Select the analysis options for MARS® Regression

Predictive Analytics Module > MARS® Regression > Options
Note

This command is available with the Predictive Analytics Module. Click here for more information about how to activate the module.

Select the analysis options.

Criterion for selecting optimal model
Choose between the following criteria to select the optimal number of basis functions for the model. This selection does not affect the search for the basis functions. If the 2 criteria select the same number of basis functions, then the models from the 2 criteria are the same.
  • R-squared: Select this option to display results for the model with the maximum R-squared value.
  • Mean absolute deviation: Select this option to display results for the model with the least mean absolute deviation.
Maximum number of basis functions
The default value of 30 works well in most cases. Consider a larger value when 30 basis functions seems too small for the data. For example, consider a larger value when you believe that more than 30 predictors are important.
If you are uncertain whether 30 is enough, review the initial results. For example, a larger value is more likely to improve the fit of the model if the R-squared value trends upwards as the analysis adds basis functions.
Minimum number of observations between knots
Allow MARS® to choose
The analysis uses sample size and model complexity to automatically select a value.
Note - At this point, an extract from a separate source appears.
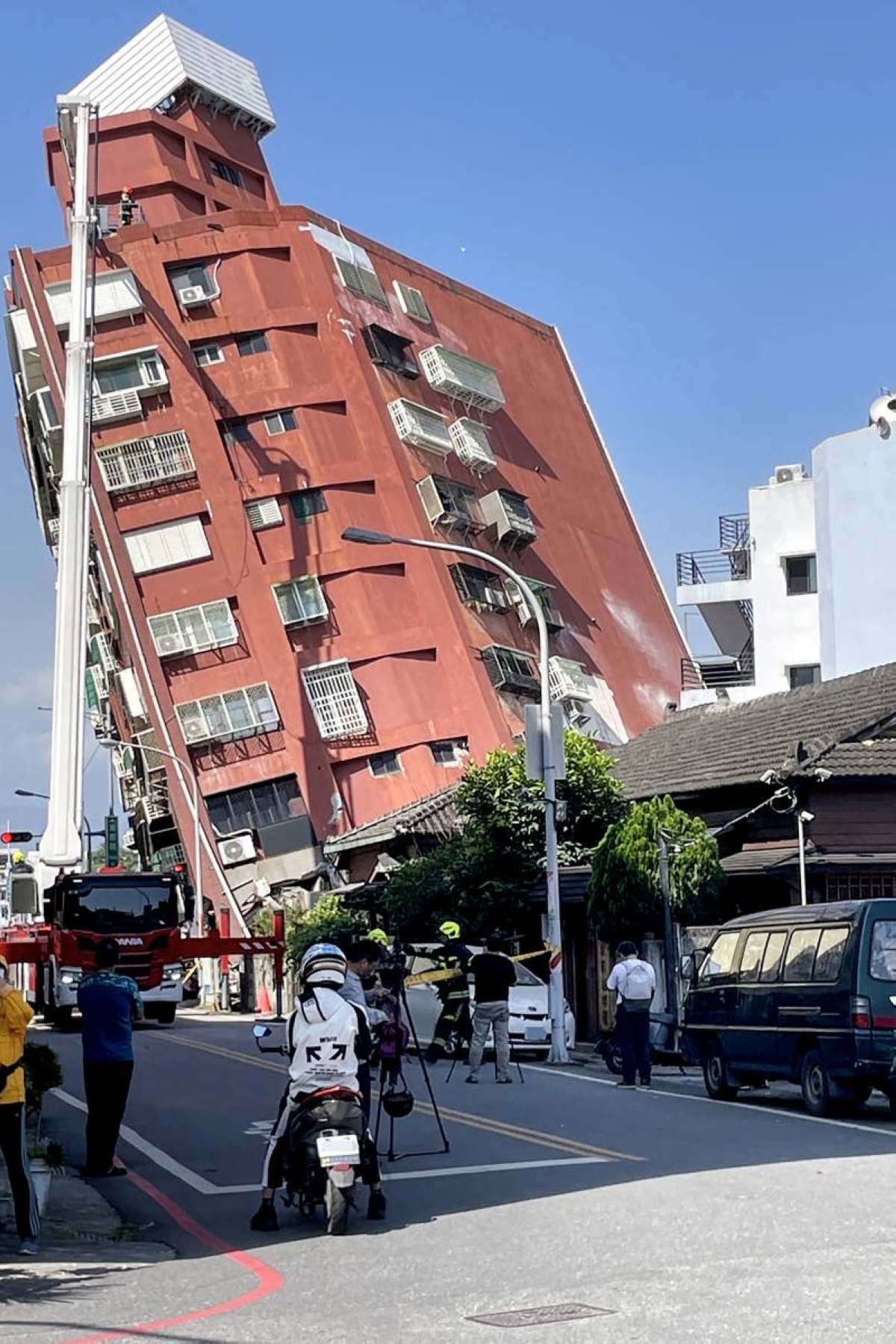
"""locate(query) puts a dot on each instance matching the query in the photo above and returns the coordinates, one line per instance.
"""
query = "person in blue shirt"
(109, 1006)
The automatic value works well in most cases.
User specified
A value of 1 indicates that consecutive data points are eligible to be points where the basis function changes. The value of 1 allows the most rapid changes in the model predictions. Consider different values to see the effect on the fit of the model. For example, for some data larger values create smoother models that are less likely to overfit the training data. Such smoother models are sometimes less accurate over certain ranges of the data.
Disable transformations for the following predictors
Enter a continuous predictor so that the predictor can have only a linear effect on the response variable. Another way to describe this effect is that every predictor has only 1 basis function with a knot at the minimum value of the predictor. For example, suppose a predictor in an additive model has multiple basis functions to model curvature. The partial dependence plot that results for a predictor with 3 basis functions has the following form:
Without a transformation for the predictor, the predictor has only 1 basis function. The partial dependence plot that results from 1 basis function is a straight line:
Weights
Enter a column that contains the case weights. The column must have the same number of rows as the response column. Values must be ≥ 0. Minitab omits rows that contain missing values or zeros from the analysis.